While everyone is exposed to some level of nitrosamines through daily consumption, the FDA has set strict guidelines for acceptable levels in medications due to the higher risk associated with long-term exposure.
The FDA continues to study the potential sources of nitrosamine contamination in drugs. Factors such as the drug’s manufacturing process, its chemical structure, and storage conditions can all contribute to the presence of these impurities.
Duloxetine is commonly prescribed for the treatment of depression and anxiety and is sold under brand names like Cymbalta. It is also used to manage pain linked to nerve damage, diabetes, and fibromyalgia.
The drug is part of a class of medications known as selective serotonin and norepinephrine reuptake inhibitors, which boost serotonin and norepinephrine levels in the brain to help improve mood and reduce pain.
While the recall has raised concerns about duloxetine’s safety, the FDA states that exposure to nitrosamines at low levels does not pose an immediate health risk.
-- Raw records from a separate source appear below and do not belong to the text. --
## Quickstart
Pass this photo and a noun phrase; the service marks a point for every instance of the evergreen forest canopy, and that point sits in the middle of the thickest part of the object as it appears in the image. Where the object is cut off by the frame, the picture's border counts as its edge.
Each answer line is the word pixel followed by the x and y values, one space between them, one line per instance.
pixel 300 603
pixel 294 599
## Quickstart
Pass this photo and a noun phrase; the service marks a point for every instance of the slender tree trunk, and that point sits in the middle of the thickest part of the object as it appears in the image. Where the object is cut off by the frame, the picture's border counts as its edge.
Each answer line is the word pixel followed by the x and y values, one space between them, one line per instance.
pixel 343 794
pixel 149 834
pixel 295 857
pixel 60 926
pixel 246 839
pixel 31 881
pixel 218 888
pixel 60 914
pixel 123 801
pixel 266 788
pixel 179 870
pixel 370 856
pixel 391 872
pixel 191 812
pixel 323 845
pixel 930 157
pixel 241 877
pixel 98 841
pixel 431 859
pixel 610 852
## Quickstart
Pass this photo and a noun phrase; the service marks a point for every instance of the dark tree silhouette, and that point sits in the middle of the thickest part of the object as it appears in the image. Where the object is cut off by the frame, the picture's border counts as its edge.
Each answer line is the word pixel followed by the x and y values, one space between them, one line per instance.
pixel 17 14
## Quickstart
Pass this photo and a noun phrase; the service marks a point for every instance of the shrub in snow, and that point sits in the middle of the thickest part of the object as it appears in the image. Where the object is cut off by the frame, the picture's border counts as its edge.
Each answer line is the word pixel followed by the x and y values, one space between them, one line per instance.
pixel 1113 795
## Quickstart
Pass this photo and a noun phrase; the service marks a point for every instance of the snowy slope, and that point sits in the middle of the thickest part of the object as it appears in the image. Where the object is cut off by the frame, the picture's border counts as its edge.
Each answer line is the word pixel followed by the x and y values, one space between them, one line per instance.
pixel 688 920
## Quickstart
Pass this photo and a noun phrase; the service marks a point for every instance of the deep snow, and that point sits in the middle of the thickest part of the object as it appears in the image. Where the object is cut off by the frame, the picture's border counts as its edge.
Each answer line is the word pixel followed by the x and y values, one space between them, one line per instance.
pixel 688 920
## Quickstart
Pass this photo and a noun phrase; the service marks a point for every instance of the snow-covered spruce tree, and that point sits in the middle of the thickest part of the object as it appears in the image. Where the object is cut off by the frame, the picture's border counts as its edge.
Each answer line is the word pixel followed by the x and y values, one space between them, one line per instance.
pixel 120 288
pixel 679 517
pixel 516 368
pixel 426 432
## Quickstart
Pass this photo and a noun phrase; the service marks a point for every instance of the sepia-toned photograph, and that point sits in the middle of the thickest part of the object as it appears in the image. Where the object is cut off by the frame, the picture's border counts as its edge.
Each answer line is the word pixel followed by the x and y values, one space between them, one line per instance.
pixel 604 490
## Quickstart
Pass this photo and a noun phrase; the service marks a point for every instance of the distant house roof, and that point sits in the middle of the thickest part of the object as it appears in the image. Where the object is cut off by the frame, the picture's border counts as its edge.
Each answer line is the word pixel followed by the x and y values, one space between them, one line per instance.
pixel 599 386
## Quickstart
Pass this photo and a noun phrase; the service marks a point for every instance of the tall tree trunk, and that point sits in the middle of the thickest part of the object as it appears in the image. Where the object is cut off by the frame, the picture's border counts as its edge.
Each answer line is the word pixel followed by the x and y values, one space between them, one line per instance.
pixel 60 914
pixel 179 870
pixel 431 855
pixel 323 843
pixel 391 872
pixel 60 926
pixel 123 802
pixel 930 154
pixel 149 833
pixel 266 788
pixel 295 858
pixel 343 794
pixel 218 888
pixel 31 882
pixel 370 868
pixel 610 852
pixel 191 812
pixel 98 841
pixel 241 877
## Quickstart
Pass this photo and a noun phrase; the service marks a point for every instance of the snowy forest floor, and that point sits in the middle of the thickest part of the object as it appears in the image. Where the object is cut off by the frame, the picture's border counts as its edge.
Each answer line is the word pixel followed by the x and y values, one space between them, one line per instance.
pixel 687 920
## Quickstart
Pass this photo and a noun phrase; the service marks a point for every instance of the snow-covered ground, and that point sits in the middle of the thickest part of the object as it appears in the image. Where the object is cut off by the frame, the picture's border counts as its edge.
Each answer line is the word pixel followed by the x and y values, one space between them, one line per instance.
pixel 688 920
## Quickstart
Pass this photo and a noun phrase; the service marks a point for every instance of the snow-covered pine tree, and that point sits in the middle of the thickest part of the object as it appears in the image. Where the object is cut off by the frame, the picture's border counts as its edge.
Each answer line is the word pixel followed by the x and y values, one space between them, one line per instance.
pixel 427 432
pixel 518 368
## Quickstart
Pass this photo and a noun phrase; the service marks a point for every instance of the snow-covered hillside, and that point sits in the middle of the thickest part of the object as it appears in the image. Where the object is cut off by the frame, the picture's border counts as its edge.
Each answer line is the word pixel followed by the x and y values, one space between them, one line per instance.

However, the agency stresses that it is committed to further investigating the cause of this contamination and ensuring public safety.
As the FDA continues its research, patients who are taking duloxetine should consult their healthcare provider to discuss any concerns and explore alternative treatments if necessary.
The discovery of potentially cancer-causing chemicals in a widely-used antidepressant has raised alarm among healthcare providers and patients alike.
The recall of over 7,000 bottles reflects the FDA’s focus on protecting consumer safety. It also raises concerns about the need for ongoing checks on drug manufacturing and potential impurities that could affect public health.
For further details, the FDA advises reviewing the official recall notice or consulting with a healthcare professional.